Allocution du président du Ghana, Monsieur Nana Akufo Addo

            L’orateur a rappelé les quelques évènements marquants qui ont consacré les liens de son pays avec l’Unesco ; il a dit tout l’importance que revêtaient les actions de l’institution pour l’Afrique qui a de grands besoins dans les domaines de sa compétence et qui doit surmonter de multiples obstacles dans des contextes souvent tourmentés. Le réseau des bureaux hors-siège est là pour jouer son rôle, il est primordial que ses moyens soient préservés.

Discours de la présidente du Board, Madame Rastovac Siamashvilli

            La présidente a d’abord salué tous les efforts de l’Unesco qui reste active et mobilisée comme l’a montré l’organisation réussie des grands sommets sur l’éducation et la culture, des succès d’autant plus remarquables que partout règnent des tensions ; elle invite à persévérer dans le même esprit en misant sur des dialogues fructueux et en préservant cette culture du consensus qui consacre l’une des meilleures traditions de l’institution. Plus prosaïquement, pour parfaire l’atteinte de cet objectif elle conclut son propos en recommandant d’apporter le plus grand soin à l’organisation des travaux au travers des consultations, d’une diffusion efficace de l’information et de bonnes méthodes de travail (élaboration des calendriers, communication et contenu des documents, bonne concertation pour prendre en compte la diversité des points de vue, etc…)

Discours introductif de la Directrice Générale (la DG), Mme Audrey Azoulay

            En premier lieu, la DG a fait remarquer combien l’actualité vient confirmer la légitimité de l’institution (la persistance de conflits, les catastrophes naturelles, la question climatique notamment: sècheresse en Afrique du Sud, inondations au Pakistan, sinistres à Cuba) et appelle à continuer d’agir  concrètement pour préserver « l’habitabilité de notre monde » et sa bio-diversité avec la force du multilatéralisme qui peut prendre appui sur les conclusions de grandes rencontres comme celles qui ont été organisées en septembre à Mexico pour le secteur culturel (Mondiacult) et à New York (le sommet mondial pour l’éducation : TES, Transforming Education Summit). Elle a ensuite développé son propos autour des trois grandes lignes d’action qu’elle se propose de privilégier : celles qui se rapportent au vivant (1), aux sciences (2), et aux nouvelles technologies (3), avec des développements riches en informations sur les actions déjà conduites et les initiatives nombreuses à venir. Audrey Azoulay a ainsi prononcé un discours dense et réaffirmé l’engagement que doit tenir l’Unesco pour être à la hauteur des défis auxquels il lui faut faire face, avec l’aide des Etats dont la DG escompte un grand soutien, et en restant à l’écoute de la société civile. Un point nouveau est à relever, avec l’allusion aux effets des tensions inflationnistes qui rendent la gestion financière beaucoup moins aisée.

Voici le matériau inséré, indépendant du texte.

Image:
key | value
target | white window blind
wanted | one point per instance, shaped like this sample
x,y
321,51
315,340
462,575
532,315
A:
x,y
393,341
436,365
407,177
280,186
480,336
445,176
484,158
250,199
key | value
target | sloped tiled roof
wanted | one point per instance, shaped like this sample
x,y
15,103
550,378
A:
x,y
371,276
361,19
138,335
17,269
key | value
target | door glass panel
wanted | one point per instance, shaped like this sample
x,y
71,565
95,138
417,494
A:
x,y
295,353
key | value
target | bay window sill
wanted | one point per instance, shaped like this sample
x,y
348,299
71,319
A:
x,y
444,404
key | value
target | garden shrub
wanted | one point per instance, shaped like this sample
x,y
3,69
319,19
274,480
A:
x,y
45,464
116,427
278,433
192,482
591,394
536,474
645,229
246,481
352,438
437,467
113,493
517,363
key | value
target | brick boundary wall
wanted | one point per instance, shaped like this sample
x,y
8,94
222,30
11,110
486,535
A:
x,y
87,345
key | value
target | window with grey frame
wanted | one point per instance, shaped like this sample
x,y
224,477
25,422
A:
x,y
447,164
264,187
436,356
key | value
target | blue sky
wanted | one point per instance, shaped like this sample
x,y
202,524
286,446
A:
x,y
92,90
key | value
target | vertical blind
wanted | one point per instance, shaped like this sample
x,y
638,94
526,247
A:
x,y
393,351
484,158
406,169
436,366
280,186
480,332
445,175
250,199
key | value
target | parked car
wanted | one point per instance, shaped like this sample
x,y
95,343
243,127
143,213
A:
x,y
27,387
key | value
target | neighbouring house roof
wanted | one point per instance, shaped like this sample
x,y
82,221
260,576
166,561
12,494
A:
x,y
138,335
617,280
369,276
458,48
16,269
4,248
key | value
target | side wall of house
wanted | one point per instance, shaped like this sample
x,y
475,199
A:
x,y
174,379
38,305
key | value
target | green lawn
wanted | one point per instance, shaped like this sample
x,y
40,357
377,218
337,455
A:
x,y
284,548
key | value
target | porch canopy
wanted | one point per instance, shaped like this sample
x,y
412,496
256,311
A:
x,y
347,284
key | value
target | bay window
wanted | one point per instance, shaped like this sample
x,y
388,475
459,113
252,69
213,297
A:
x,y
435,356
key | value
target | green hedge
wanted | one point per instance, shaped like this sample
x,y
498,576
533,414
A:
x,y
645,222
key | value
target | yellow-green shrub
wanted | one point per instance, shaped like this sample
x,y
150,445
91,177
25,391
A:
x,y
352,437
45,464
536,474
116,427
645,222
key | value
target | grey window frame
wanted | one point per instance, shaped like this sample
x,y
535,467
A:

            De cette intervention de la DG, on aura enfin retenu deux derniers points intéressants : 1/l’annonce d’un projet de réécriture de la Recommandation de 1974 : l’ « Education pour la Paix et les Droits Humains » pour permettre un meilleur ancrage des notions d’ouverture, de respect et d’inclusion dans les programmes scolaires ;

2/l’estimation à près de 70 millions du manque d’enseignants dans le monde ce qui, avec l’insuffisance des moyens financiers alloués à l’éducation, explique dans une large mesure les déficiences des systèmes éducatifs de nombreux pays.

Le Débat

            On se propose ici de relever principalement ce qui paraît relativement nouveau par rapport aux propos entendus lors de la dernière session,

            Le fait peut être le plus marquant aura concerné l’Ukraine. A cet égard, on aura noté deux choses : le très grand nombre d’allusions à ce conflit et la tonalité très « incisive » des déclarations ; beaucoup de délégués ont dénoncé cette guerre jugée illégitime, inacceptable, injuste pour les souffrances endurées par les populations, et scandaleuse à raison des destructions du patrimoine culturel tout autant que des infrastructures. Certains ont explicitement appelé à cesser les combats, un délégué s’adressant au pays agresseur l’a exhorté de ne plus mentir, un autre a parlé de barbarie au sujet des exactions commises.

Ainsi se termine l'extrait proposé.